Police arrived at the complex on Summerwalk Circle, not far from the UNC campus, shortly after 5 p.m. Tuesday in response to reports of gunfire.
“I just heard gunshots,” a woman who called 911 told the dispatcher in a recording released Wednesday. She said she heard between five and 10 gunshots, adding, “I heard kids screaming.”
All three victims were pronounced dead at the scene.
Craig Hicks made a brief court appearance on Wednesday morning, saying he understood the charges, according to the Associated Press. His probable-cause hearing was set for March 4, and he is being held without bond.
Nihad Awad, executive director of the Council on American Islamic Relations, called for police to address the speculation about Hicks’s motive, citing “the brutal nature of this crime, the past anti-religion statements of the alleged perpetrator, the religious attire of two of the victims, and the rising anti-Muslim rhetoric in American society.”
Hundreds of students, faculty members and others attended a somber candlelight vigil Wednesday evening. As the crowd stood outside in the cool winter air, university officials, family members and friends remembered the three victims as photos of them scrolled on a large video screen.
“We remember them for all they were, but more than that we remember them for what they could have been and what they wanted to be,” said Randy Woodson, chancellor of N.C. State.
Several spoke of seeking solace in Muslim traditions.
“We cannot undo the hatred. We cannot undo the hate crime. We cannot undo the bullet,” said Omid Safi, a Muslim leader from Duke, urging the crowd to remember that “knowledge is more beautiful than ignorance, justice is more beautiful than tyranny and love is more divine than hatred.”
Barakat’s older brother, Farris Barakat, told those in the crowd that they should find comfort in knowing that the three victims had gone to “paradise.”
“They got to their destination,” he said. “They are home.”
Farris Barakat said his mother had a message for the crowd: “Do not fight fire with fire.” Even if the crime turns out to have been religiously motivated, he said his mother advised, “do not let ignorance propagate in your life. Do not respond to ignorance with ignorance.”

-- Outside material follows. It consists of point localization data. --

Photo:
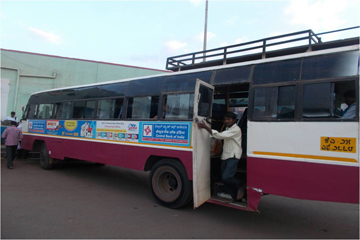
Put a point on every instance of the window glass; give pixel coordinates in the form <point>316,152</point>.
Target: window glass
<point>84,109</point>
<point>232,75</point>
<point>45,111</point>
<point>142,107</point>
<point>330,100</point>
<point>109,108</point>
<point>317,100</point>
<point>331,65</point>
<point>179,106</point>
<point>185,82</point>
<point>204,107</point>
<point>150,86</point>
<point>219,107</point>
<point>286,102</point>
<point>265,101</point>
<point>90,109</point>
<point>32,110</point>
<point>62,110</point>
<point>283,71</point>
<point>78,110</point>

As the campus began mourning, details began to emerge about the three victims, painting a picture of young lives abruptly cut short. The couple killed in the shooting were married in late December, a little more than six weeks ago, according to Yusor Mohammad Abu-Salha’s Facebook account. On Monday, she changed her profile picture to show her dancing with her father at the wedding.
Barakat, whose family is of Syrian descent, had planned to take dental supplies to help Syrian refugees who have fled to Turkey, Heydary said. Bakarat had planned to go this summer; his wife had gone to deliver dental supplies to a Turkish town near the border last year. “She was just as passionate as he was,” Heydary said.
Heydary said he and Bakarat were raising money to purchase dental equipment to help these refugees and had raised about $15,000 in donations by Tuesday. That number had topped $120,000 by Wednesday evening.
Attention turned Wednesday to the social-media profile of Hicks, who had frequently shared links about atheism on what appeared to be his Facebook page. One such post reads: “People say nothing can solve the Middle East problem, not mediation, not arms, not financial aid. I say there is something. Atheism.”
Another post shared three weeks before the shooting depicted a loaded revolver, tucked in its holster, alongside five extra rounds.
Berman reported from Washington. Sarah Kaplan and Julie Tate in Washington contributed to this report.